Heeling Games - "Fly"

“Fly" is what I call it when a dog is sent out of one behavior, out around an object, and then called back into another behavior.  In this blog example, we'll use heeling for both behaviors with a fly in the middle.

There are many reasons I teach a "fly" command.

1)  Dogs appreciate the release of movement when they are working hard in a controlled behavior such as heeling.  Precision heeling is a lot of work - each second the dog is making tiny adjustments to their body to remain in correct position.  If you approach heeling as a highly precise and engaging activity, the dog really needs that release.  Heeling is hard work!
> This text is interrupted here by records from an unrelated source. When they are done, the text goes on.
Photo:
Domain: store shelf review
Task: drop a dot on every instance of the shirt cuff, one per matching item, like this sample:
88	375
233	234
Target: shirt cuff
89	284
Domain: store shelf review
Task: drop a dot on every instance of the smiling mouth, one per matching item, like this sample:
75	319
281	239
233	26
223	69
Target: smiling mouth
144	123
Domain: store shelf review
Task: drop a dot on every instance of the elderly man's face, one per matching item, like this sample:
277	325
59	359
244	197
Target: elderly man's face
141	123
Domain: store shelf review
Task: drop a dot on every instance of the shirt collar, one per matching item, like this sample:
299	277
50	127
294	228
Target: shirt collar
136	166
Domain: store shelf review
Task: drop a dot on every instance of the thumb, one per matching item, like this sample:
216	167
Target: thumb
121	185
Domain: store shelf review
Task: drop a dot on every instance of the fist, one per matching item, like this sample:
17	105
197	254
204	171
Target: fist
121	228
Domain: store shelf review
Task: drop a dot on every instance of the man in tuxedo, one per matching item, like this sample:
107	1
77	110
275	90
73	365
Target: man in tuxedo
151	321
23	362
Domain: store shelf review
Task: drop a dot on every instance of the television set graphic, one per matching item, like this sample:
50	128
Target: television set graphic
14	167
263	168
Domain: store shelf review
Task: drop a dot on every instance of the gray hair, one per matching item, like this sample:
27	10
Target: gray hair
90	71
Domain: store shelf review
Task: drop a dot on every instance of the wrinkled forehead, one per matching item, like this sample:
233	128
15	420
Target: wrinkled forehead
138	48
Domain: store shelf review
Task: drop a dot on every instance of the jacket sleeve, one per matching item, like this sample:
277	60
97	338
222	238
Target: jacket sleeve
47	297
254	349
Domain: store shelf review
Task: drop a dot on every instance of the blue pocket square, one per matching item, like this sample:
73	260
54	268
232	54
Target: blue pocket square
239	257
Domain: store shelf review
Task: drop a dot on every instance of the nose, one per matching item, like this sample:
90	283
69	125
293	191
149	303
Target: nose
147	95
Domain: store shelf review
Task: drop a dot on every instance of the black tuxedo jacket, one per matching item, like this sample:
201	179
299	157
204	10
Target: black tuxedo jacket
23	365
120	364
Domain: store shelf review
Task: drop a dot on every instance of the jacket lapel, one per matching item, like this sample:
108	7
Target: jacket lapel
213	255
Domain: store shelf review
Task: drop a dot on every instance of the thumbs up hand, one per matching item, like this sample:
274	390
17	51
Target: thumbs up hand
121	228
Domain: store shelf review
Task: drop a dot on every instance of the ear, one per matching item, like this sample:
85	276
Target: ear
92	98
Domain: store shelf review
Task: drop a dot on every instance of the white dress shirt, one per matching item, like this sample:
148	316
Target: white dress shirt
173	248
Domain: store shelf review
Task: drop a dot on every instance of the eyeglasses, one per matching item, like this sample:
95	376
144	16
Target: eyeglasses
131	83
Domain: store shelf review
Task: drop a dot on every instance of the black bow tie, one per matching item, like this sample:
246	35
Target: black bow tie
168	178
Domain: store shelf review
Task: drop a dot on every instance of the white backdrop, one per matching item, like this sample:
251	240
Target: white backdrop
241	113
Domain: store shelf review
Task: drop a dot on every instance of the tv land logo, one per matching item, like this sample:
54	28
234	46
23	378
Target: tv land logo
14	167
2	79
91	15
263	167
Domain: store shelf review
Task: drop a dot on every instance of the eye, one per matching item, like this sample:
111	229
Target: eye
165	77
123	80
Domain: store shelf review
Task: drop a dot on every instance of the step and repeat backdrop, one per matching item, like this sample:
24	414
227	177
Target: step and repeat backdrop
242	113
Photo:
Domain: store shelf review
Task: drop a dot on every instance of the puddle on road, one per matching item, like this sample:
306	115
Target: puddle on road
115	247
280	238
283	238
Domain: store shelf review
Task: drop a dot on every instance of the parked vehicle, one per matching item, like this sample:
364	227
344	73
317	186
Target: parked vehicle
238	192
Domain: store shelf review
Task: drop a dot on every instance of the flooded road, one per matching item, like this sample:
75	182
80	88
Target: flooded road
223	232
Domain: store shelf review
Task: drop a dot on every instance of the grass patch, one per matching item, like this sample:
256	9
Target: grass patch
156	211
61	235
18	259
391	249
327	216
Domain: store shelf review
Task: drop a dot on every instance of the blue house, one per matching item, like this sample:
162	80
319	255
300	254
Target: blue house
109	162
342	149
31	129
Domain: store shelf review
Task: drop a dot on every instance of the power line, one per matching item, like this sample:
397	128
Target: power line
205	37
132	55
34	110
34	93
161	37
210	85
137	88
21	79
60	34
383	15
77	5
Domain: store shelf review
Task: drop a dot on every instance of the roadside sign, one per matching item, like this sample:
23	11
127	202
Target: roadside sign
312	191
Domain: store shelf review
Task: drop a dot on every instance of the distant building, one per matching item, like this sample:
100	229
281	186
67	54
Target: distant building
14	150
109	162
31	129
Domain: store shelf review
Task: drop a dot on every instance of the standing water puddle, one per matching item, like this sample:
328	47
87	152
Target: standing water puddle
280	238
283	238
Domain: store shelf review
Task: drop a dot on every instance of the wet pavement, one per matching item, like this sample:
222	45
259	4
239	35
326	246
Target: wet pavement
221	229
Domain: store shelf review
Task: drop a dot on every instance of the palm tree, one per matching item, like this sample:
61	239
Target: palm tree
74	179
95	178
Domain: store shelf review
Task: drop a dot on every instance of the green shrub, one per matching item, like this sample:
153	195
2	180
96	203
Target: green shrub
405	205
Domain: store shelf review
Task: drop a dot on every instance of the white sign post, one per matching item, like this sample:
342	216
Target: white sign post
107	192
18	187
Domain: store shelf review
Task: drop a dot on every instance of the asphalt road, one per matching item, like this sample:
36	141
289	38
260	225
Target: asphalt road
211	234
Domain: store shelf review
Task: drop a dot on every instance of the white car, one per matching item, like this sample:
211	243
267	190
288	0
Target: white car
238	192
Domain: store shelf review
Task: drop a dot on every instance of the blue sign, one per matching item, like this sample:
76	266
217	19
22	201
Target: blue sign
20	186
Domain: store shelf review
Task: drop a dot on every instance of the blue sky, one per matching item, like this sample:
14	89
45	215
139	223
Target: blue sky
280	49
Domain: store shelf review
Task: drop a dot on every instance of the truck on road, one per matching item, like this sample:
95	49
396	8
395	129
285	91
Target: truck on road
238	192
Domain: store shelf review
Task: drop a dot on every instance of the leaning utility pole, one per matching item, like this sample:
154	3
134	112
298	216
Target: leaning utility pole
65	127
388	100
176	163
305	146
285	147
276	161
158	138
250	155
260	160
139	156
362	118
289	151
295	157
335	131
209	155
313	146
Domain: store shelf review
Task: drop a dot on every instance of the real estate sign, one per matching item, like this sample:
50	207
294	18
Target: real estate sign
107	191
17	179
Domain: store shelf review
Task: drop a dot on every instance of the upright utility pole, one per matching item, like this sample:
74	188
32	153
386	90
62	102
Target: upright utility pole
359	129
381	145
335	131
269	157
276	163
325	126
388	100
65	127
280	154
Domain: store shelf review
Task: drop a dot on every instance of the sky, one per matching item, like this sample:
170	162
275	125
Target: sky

2)  Allowing a dog to leave any tightly controlled behavior - at full speed - clears the dog's head and creates more energy and enthusiasm when they return.

3)  Allowing a dog to leave work for a short break naturally reduces your reward schedule - instead of handing over a classic reward, you make the release the reward.  Because most dogs like to run, the "fly" operates as both a reward and as a release.  What a deal!

And for anyone who plans to sign up for my Fenzi Obility courses on-line ("Heeling Games" in June or Obility 1 in August), you will need this skill, so you can get a head start by learning it now.

Here's Cisu learning the first steps in fly:  http://www.youtube.com/watch?v=bfZwJKunFEc

At first you can either lure the dog around the object (in this case a stanchion) or shape the behavior – either is fine.  When the dog is flying out reasonably reliably, add the cue (I say “fly”, you can say anything you wish).  Then add some distance from the object – I work my way up to about 50 feet so I can also use it for go-outs as well as a few other obility exercises.

Doing well?  Good.  Now, send your dog out and then turn your back, giving your “heel” cue as you move away from your dog.  Your dog should accelerate back up to you and drive into heeling.  What you do when the dog arrives will depend on what aspects of heeling give your dog the most trouble.  In a nutshell, allow bouncing and forging in a dog that lacks energy, and encourage tighter control in a dog that lacks precision but oozes drive.  We’ll get to that on another day.

Here's Cisu.  She's working on building drive for the first 45 seconds or so.  Then I add a control move (pivot left) - which also changes where the reward is delivered. Near the end I add a drop signal (control) and follow it up with coming up into heeling (drive).


Dogs Just Want to Have Fun! - The Crossover Trainer

[…] Some behaviors you can train your dog can be inherantly rewarding. I recently trained my dog, Loker, to go through my legs. He picked it up very quickly because he enjoyed it once he learned how. I know he enjoys it because he does it without hesitation repeatedly. Check out this video of our last training session: So this brings me to an interesting point. Behaviors can become rewarding and can be used to reinforce other, less rewarding behaviors! I think that is so cool and I can’t wait to use this behavior to my advantage. You can find a behavior that your dog loves doing without hesitation and highly reinforce it. The history of this behavior will help trigger super “happy” chemicals in your dog’s brain every time he/she does it. Check out this popular post by Denise Fenzi on why she teaches a “fly” cue and uses it as a reward: Heeling Games- “Fly” […]


hi . do you teach the go out this way? I have been teaching my dogs right now to mark with a look command and Go to the stanchion. Can I teach this by using the Go command for going around the stanchion or do you think it will be confusing to the dog?

Jolein van Weperen

now i follow the e course precision heeling. I’m enthousiastic and looking forward to ‘Heeling games’. Thanks for your post

Anne Drillio

More stuff

Anne Drillio Sent from my iPad

Geoff Stern

Love this. Loved it at your seminar last wknd. This is one of the first things I’ll teach the new puppy.